Imagine you're issued a digital driver's license. What happens if it gets suspended? Or if you report it as compromised? The system needs a way to invalidate credentials without forcing everyone to constantly check with the issuer. That's where revocation comes in.

The challenge was implementing a W3C-compliant revocation mechanism that could:

  • Handle millions of credentials efficiently
  • Protect user privacy (verifiers shouldn't know which credential is being checked)
  • Maintain cryptographic integrity
  • Work seamlessly with the existing Inji Stack

The Technical Approach

I implemented a privacy-preserving solution using the BitString Status List specification. Here's how it works:

Instead of maintaining individual revocation records, the system uses a clever compressed bitstring where each credential gets a unique index position. Think of it like a massive array where:

  • 0 = valid credential
  • 1 = revoked credential

When a verifier needs to check if a credential is valid, they:

  1. Look at the credential's statusListIndex (say, position 94567)
  2. Fetch the public status list from the issuer
  3. Check the bit at that position
  4. All without revealing which specific credential they're verifying

This approach is elegant because it balances three critical needs: efficiency (one bitstring serves millions of credentials), privacy (no direct issuer-verifier communication), and integrity (cryptographically signed status lists).

Building the System

I designed a comprehensive database schema to track credential lifecycles and developed three core APIs:

  1. Fetch API - Retrieves credential metadata for revocation checks
  2. Revocation API - Updates credential status and the bitstring atomically
  3. Status List API - Serves the compressed bitstring to verifiers

The trickiest part was handling concurrent updates. When multiple credentials get revoked simultaneously, the system needs to ensure the bitstring remains consistent and that cryptographic proofs reference the correct version. I solved this using optimistic concurrency control with snapshot-based proof generation.

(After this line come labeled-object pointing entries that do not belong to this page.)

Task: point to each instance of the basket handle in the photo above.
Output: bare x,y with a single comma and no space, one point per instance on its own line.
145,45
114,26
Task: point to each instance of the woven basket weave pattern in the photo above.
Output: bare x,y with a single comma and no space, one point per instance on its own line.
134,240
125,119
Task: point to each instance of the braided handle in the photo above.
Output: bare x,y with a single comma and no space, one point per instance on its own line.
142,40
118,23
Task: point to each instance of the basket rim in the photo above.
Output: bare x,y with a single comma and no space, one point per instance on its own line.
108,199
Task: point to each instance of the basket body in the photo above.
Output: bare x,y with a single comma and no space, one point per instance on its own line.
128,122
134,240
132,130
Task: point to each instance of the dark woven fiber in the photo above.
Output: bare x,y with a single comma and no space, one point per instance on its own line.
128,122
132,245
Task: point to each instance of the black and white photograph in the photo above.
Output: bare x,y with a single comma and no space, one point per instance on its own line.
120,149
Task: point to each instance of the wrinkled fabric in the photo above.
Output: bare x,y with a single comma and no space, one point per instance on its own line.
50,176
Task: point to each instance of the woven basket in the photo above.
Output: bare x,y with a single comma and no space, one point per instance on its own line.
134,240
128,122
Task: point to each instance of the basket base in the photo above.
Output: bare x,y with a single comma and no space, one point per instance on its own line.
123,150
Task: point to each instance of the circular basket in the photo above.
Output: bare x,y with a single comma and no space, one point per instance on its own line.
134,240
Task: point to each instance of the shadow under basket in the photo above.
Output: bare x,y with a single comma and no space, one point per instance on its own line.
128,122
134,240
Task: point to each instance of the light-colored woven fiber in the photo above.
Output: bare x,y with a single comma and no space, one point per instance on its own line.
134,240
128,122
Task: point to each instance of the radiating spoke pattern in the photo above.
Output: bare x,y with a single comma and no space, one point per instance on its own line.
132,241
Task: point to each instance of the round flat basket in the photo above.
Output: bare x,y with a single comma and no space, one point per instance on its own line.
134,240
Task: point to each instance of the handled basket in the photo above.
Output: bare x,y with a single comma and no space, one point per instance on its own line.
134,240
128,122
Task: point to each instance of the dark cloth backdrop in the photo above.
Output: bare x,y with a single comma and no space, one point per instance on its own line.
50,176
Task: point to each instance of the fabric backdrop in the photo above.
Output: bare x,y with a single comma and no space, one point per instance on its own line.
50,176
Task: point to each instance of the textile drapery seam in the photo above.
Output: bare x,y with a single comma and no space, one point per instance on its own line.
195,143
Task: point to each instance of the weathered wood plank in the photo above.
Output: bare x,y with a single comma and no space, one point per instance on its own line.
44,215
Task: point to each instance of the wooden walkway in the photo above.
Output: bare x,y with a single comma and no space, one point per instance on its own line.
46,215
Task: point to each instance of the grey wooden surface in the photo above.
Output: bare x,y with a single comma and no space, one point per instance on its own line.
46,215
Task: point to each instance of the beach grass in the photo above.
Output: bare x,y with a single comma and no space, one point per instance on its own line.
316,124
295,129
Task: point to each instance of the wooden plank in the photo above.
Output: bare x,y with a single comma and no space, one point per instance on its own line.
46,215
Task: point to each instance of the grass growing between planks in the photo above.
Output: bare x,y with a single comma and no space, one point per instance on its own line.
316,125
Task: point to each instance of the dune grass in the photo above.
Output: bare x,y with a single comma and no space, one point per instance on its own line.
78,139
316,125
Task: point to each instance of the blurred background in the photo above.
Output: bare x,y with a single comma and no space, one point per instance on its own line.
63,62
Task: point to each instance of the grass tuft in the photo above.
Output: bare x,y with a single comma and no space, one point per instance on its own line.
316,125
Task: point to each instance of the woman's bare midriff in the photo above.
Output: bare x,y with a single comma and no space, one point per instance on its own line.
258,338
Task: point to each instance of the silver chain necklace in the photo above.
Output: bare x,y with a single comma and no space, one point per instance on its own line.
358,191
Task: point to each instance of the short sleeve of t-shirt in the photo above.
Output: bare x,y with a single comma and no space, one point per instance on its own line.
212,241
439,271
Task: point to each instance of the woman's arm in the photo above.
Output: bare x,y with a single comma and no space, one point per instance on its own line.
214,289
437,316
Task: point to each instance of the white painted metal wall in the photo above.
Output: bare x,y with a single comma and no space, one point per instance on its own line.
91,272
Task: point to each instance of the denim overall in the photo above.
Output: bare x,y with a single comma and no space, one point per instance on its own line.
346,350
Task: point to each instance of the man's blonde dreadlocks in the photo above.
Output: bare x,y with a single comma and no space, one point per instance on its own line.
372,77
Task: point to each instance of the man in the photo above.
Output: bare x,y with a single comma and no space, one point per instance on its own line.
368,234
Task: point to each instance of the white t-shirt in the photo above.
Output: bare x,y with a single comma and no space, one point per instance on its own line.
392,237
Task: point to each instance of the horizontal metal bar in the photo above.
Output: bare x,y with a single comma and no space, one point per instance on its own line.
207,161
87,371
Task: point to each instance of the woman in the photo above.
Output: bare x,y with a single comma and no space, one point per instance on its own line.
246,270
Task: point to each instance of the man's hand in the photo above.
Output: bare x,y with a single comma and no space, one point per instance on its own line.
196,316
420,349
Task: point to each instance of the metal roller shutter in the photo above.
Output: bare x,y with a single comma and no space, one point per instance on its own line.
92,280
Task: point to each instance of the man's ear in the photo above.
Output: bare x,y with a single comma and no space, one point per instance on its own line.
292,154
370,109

After months of development, the feature was complete and production-ready. My pull requests (#330 and #363) were merged, and suddenly my code was part of infrastructure serving potentially millions of users.

Recognition and the Next Challenge

Selected Again: DMP 2025

Shortly after completing the revocation feature, I applied for the Code for GovTech Dedicated Mentoring Program (DMP) 2025—and got selected again!

This time, I was chosen from over 4,200 unique applicants across India for a 3-month dedicated mentorship program with a stipend of ₹1 Lakh. The selection letter emphasized how my contributions were "part of something bigger than any single repository"—contributing to India's entire open-source ecosystem.

C4GT DMP 2025 Appreciation Letter

The mDoc Challenge: Going Global

My new assignment was even more ambitious: implementing ISO/IEC 18013-5 mDoc (Mobile Document) support for verifiable credentials.

If you're wondering what mDocs are—they're the international standard for mobile driver's licenses and identity documents. They're designed for global interoperability, meaning an mDoc issued in India could be verified anywhere in the world that supports the standard.

This was critical for India's digital identity ecosystem to participate on the global stage.

Building mDoc Support: Three Months of Deep Work

Understanding the Challenge

The mDoc format is fundamentally different from traditional verifiable credentials. Instead of JSON-LD, it uses:

  • CBOR (Concise Binary Object Representation) - A compact binary format
  • COSE (CBOR Object Signing and Encryption) - For cryptographic signatures
  • ISO namespaces - Standardized data element structures like org.iso.18013.5.1 for driver's licenses

The real power of mDocs lies in selective disclosure. Each data element (name, birth date, address, etc.) gets its own cryptographic digest. When presenting an mDoc, you can prove specific attributes without revealing everything. Need to prove you're over 21? Show just your birth date. Verifying identity for a hotel? Share your name and photo, nothing more.

The Technical Journey

I spent three months implementing this feature from the ground up. The journey involved:

Understanding Standards: Deep diving into ISO 18013-5 (the mDoc structure standard) and ISO 18013-7 (the CBOR transport format). These specifications are dense, but understanding them was crucial.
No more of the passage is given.